Viele dieser Hindernisse und Befürchtungen verschwinden allmählich oder verändern sich. Da es dem Westen gelungen ist, seine Agenda der neunziger Jahre umzusetzen, kann er es sich nun leisten, seinen geopolitischen Horizont auszuweiten und über Herausforderungen nachzudenken, die weit in der Ferne liegen. Das erfolgreiche Beispiel des „Big Bang“ der Erweiterung von NATO und EU hat dazu beigetragen, in der Schwarzmeer-Region Erwartungen zu wecken. Heute äußert eine neue Generation von demokratischen Politikern in der Region offen den Wunsch, ihre Länder näher an die transatlantische Gemeinschaft heranzuführen und sich ihr möglicherweise einmal anzuschließen. Nachdem es ihnen gelungen ist, Mitglieder der NATO zu werden, versuchen Länder wie Bulgarien und Rumänien gemeinsam mit der Türkei, dem Westen klarzumachen, dass er diesen Vorstellungen eine größere strategische Priorität zuweisen solle. Nachdem der Westen das Schwarze Meer in den vergangenen zehn Jahren weitgehend ignoriert hat, scheint er nun aufzuwachen und sich der Notwendigkeit bewusst zu werden, das es lohnt darüber nachzudenken, was genau das Ziel und die Strategie sein sollten.

Der Schwarzmeer-Raum

Historisch gesehen trafen am Schwarzen Meer das russische, das persische und das osmanische Kaiserreich zusammen. Während des Kalten Krieges war es zudem in Ost und West geteilt. Das Bild der Region war in der Öffentlichkeit vor allem geprägt durch Spionagethriller und James-Bond-Filme. Die Revolutionen von 1989 bzw. 1991, die zum Zusammenbruch des Kommunismus in Osteuropa und zur Auflösung der Sowjetunion führten, öffneten dann die Tür für ein neues Kapitel in der Geschichte der Region. Zum ersten Mal seit dem „großen Spiel“, das im 19. Jahrhundert entlang der Ufer des Schwarzen Meeres gespielt worden war, genoss die Region wieder Aufmerksamkeit. Mit den NATO-Mitgliedern Bulgarien, Rumänien und Türkei, die das westliche und südliche Ufer beherrschen, und mit den neu geschaffenen GUS-Staaten Moldau, Ukraine, Russland und Georgien im Norden und im Osten beginnt die Region Gestalt anzunehmen.

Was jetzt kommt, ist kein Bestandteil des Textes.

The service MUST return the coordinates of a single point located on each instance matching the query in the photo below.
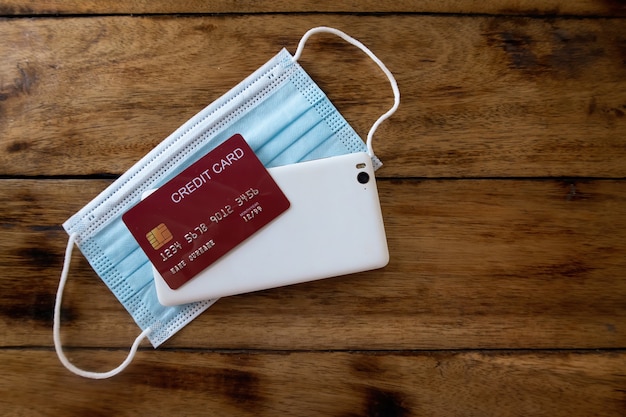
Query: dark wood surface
(503, 194)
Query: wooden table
(503, 193)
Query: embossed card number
(205, 211)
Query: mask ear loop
(57, 327)
(392, 80)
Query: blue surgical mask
(283, 115)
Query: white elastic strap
(392, 80)
(57, 326)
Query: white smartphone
(333, 227)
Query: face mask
(285, 118)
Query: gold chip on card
(159, 236)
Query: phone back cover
(333, 227)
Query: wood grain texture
(534, 7)
(503, 194)
(163, 383)
(474, 264)
(495, 97)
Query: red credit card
(205, 211)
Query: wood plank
(163, 383)
(474, 264)
(535, 7)
(495, 97)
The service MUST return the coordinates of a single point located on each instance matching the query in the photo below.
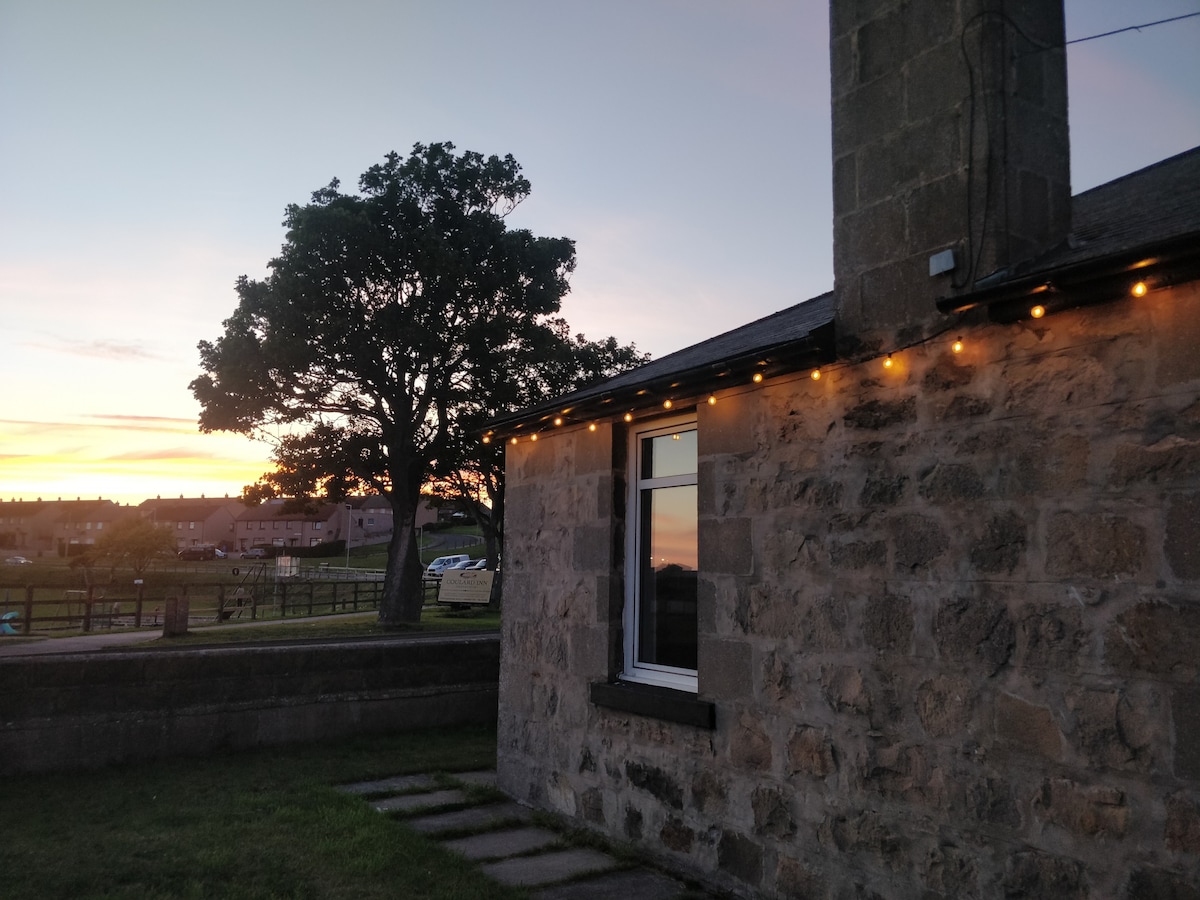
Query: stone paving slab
(474, 819)
(391, 785)
(412, 802)
(631, 885)
(508, 843)
(484, 779)
(547, 868)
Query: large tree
(383, 316)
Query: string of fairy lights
(887, 359)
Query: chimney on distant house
(951, 150)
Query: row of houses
(67, 527)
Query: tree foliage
(382, 319)
(551, 363)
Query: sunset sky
(148, 150)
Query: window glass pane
(669, 455)
(667, 561)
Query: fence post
(87, 610)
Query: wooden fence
(47, 609)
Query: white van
(441, 563)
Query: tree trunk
(402, 592)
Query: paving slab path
(497, 835)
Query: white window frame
(634, 670)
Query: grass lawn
(257, 825)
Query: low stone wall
(87, 711)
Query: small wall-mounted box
(941, 263)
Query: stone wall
(87, 711)
(949, 623)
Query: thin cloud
(119, 351)
(177, 453)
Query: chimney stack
(949, 133)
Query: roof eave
(1085, 282)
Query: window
(661, 556)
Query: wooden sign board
(466, 586)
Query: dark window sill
(655, 702)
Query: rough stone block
(1032, 874)
(1182, 543)
(772, 814)
(1027, 727)
(845, 690)
(1001, 547)
(888, 623)
(750, 747)
(810, 751)
(741, 857)
(918, 541)
(1050, 637)
(1116, 731)
(1182, 831)
(676, 835)
(945, 705)
(726, 546)
(655, 781)
(725, 671)
(1170, 460)
(1186, 715)
(1156, 637)
(1093, 811)
(875, 414)
(729, 427)
(1093, 545)
(951, 483)
(975, 631)
(882, 489)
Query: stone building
(927, 625)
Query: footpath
(502, 838)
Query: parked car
(198, 552)
(442, 563)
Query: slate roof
(784, 341)
(1146, 222)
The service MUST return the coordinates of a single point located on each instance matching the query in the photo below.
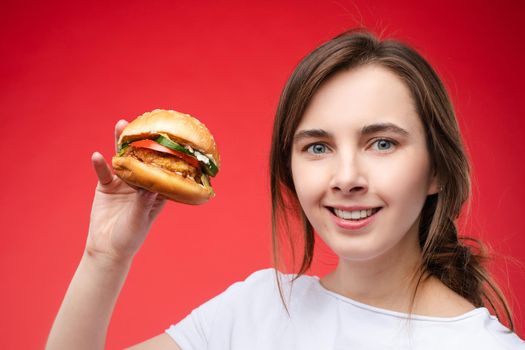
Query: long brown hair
(457, 262)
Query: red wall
(69, 71)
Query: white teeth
(355, 214)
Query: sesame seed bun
(181, 128)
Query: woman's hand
(121, 215)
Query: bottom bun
(154, 179)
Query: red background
(70, 70)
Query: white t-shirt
(250, 315)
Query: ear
(433, 186)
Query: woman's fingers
(121, 124)
(104, 174)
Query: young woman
(367, 153)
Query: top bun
(180, 127)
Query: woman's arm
(121, 217)
(84, 316)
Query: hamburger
(168, 152)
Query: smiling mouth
(355, 215)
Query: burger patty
(165, 161)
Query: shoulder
(269, 285)
(480, 330)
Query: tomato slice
(150, 144)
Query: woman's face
(360, 165)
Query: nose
(348, 175)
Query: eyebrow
(366, 130)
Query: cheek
(406, 181)
(310, 183)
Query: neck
(387, 281)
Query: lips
(354, 224)
(355, 213)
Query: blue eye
(384, 144)
(316, 148)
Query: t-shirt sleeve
(216, 315)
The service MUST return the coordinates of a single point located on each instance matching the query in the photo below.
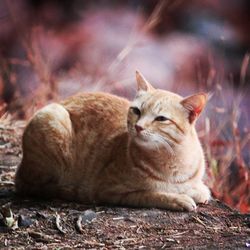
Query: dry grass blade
(58, 224)
(79, 224)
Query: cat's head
(159, 118)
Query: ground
(37, 224)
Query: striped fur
(100, 148)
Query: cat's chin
(143, 142)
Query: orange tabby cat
(100, 148)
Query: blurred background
(50, 49)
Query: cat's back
(97, 112)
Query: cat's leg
(199, 192)
(46, 151)
(171, 201)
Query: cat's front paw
(184, 203)
(200, 194)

Zur Schwarzmeer-Region müssen auch die drei Staaten im Südkaukasus, Georgien, Armenien und Aserbaidschan, gezählt werden. Wenn man von der Region spricht, spricht man ausdrücklich auch vom euro-asiatischen Energiekorridor, der das transatlantische System mit den Energievorräten des Kaspischen Raumes und mit mit den zentralasiatischen Staaten verbindet. Darüber hinaus gibt es eine gewisse Berechtigung zur Ausweitung des Schwarzmeer-Systems in den Norden von Transnistrien, Odessa und Suchumi, weil ein stabiles System sowohl die Lösung von „kalten Konflikten“ entlang des nordöstlichen Bogens und den Zugang zu den großen Handelsströmen erfordern würde, die in das Schwarze Meer, die Donau und den Dnjestr fließen. In diesem Sinne wäre die Schwarzmeer-Region dann so ausgedehnt und abwechslungsreich wie die Norddeutsche Tiefebene oder der baltisch-nordische Raum.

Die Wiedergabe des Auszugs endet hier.